Aljoša Pužar (Rijeka, 1974.)  

culturologist, writer and social critic


From the moment my beloved grannies left this world, I was not the smartest, the prettiest, the funniest any more, nor the most profound creature that walked the Earth. That left a huge space of doubts, egotistic misery and hasted self-reinventions. I tried to do the latter in several countries. Airports, that used to scare me crazy, turned into my sweet almost-homes. The result is soft-boiled. But, what works perfectly for my breakfast eggs is yet to be proved useful for my life. I am a professor, but no miraculous inventions implied; I have titles, but they are not noble; I write books too, but not the popular ones (except among grandmothers); I like to cook, but failing in diets; I sing like a nightingale (with laryngitis); I fall in love passionately, yet I am too heavy to climb any balconies. I need help. Especially with semi-colons.

 

Tanja Tarbuk (Zagreb, 1961.)

translator

 

Literary translations of Portuguese authors are my vocation, not just my profession.

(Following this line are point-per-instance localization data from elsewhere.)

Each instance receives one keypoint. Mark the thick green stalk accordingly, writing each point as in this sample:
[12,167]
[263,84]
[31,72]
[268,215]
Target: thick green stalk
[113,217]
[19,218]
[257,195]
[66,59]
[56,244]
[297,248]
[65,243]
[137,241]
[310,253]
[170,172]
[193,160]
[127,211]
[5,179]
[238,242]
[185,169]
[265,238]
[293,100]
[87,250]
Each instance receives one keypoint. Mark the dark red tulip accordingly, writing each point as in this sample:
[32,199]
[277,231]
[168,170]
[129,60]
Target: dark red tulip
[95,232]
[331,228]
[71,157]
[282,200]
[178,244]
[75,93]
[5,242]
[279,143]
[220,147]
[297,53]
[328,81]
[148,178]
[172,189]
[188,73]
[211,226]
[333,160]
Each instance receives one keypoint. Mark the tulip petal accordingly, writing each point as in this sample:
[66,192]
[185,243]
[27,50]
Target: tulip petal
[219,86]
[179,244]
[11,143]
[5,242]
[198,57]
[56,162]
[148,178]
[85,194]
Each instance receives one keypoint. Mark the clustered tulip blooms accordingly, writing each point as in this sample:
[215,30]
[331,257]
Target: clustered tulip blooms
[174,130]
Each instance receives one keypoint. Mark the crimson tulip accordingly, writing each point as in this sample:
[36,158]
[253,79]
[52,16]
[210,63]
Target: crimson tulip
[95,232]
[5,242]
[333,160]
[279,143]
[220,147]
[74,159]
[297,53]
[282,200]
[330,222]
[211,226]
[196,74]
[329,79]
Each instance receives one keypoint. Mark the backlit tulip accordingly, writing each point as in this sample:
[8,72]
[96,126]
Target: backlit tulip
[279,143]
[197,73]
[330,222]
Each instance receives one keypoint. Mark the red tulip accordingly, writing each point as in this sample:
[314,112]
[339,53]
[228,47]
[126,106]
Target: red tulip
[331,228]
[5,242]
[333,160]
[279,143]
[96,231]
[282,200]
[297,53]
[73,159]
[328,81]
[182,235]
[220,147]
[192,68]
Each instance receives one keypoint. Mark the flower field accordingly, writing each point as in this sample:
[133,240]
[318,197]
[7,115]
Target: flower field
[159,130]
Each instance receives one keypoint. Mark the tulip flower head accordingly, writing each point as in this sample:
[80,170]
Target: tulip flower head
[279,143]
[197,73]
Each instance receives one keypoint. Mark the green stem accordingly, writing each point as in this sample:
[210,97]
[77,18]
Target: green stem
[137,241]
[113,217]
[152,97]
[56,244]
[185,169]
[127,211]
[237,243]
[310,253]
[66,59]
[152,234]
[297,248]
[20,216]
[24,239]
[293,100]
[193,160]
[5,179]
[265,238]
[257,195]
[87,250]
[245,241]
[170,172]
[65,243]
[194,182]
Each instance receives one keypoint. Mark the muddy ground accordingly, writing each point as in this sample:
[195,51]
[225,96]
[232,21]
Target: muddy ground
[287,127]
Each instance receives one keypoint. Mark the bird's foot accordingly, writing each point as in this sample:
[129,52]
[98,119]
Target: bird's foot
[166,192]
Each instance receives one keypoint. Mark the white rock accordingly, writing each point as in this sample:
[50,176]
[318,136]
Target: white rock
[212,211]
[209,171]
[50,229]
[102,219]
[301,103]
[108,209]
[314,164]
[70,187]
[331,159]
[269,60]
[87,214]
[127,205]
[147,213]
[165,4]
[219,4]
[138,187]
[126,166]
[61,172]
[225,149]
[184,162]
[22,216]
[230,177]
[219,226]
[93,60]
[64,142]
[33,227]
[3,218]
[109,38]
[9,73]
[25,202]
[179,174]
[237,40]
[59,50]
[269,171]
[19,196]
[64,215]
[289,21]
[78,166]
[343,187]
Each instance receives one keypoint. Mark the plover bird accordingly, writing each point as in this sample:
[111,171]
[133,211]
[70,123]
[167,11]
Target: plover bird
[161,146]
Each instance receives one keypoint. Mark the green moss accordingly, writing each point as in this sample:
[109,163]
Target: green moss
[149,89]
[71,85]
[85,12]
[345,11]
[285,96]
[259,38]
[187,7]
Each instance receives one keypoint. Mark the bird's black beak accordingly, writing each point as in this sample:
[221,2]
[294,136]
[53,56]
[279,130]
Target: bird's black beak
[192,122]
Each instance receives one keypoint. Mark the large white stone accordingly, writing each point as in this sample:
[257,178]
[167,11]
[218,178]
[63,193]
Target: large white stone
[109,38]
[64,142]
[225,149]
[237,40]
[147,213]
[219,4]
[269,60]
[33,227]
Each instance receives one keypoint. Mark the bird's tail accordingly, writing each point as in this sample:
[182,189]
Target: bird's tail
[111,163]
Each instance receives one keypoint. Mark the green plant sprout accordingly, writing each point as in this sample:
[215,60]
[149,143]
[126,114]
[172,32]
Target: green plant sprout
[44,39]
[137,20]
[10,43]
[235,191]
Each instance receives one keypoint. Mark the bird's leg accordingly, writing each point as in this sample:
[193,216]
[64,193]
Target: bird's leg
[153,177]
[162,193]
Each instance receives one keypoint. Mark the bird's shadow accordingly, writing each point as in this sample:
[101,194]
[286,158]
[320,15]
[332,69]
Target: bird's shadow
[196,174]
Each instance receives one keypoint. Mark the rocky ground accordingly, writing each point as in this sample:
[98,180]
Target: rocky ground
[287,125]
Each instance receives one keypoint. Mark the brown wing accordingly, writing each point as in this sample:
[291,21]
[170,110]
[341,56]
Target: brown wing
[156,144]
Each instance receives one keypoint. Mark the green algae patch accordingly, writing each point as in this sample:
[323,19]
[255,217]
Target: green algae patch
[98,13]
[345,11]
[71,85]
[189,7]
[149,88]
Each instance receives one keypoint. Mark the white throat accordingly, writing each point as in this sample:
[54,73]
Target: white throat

I have been systematically doing this impossible task – translation – to bring the audience closer to the culture of one interesting, slightly forgotten nation, set close between Europe and the Atlantic; the face which Europe is showing to the ocean, as once Pessoa, their greatest contemporary poet, said. I discovered Portugal back in 1984 during a school trip, in the times when real fado taverns still existed. Since then, I have been studying their language and literature with a lusophilic enthusiasm; I have studied there, fallen in love, enjoyed in good company and wine, and I repeatedly return to that country which builds its philosophy on eternal longing.